The rosette’s fine red edge adds to its appeal. (Contributed)
The Aeonium’s flowers are winter time welcomes but its rosettes are the main show. (Contributed)

The Aeonium species include a range of sizes and colors, all with a winter growth cycle. They also have many common characteristics: attractive rosettes of leaves, preference for partial shade, easy cultivation and propagation, and a requirement for well-drained soil.

Aeoniums produce attractive flower clusters during their winter growing phase. Most Aeoniums are monocarpic, meaning that the flowering stalk dies after blooming. If the plant has produced side shoots, those side shoots will live on.
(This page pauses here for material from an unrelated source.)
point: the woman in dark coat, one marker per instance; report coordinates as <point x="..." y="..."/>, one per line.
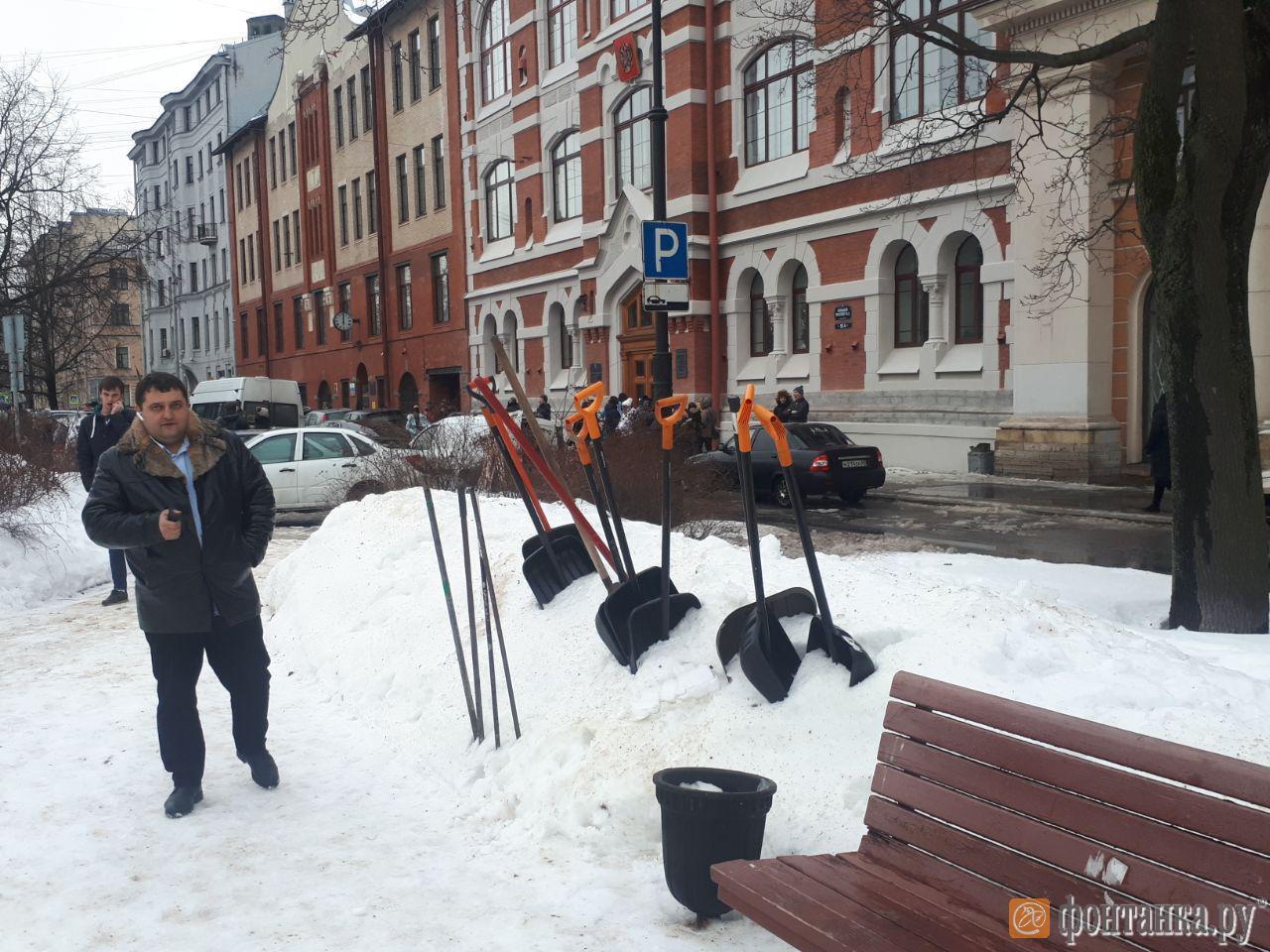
<point x="1157" y="448"/>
One of the more common species, Aeonium arborescens, reaches or exceeds 3 feet in height, and tends to develop rangy growth, with rosettes on the end of ever-lengthening bare stalks. A. arborescens has green leaves, with some varieties edged in red. A popular variety of A. arborescens is ‘Zwartkop’, with very dark, almost black rosettes.

Stalkiness is the plant’s natural growth, but some gardeners prefer a more compact structure. They can promote a tighter form by lopping off the rosettes with a few inches of stalk and replanting the stalk in an appropriately semi-shaded and well-drained location.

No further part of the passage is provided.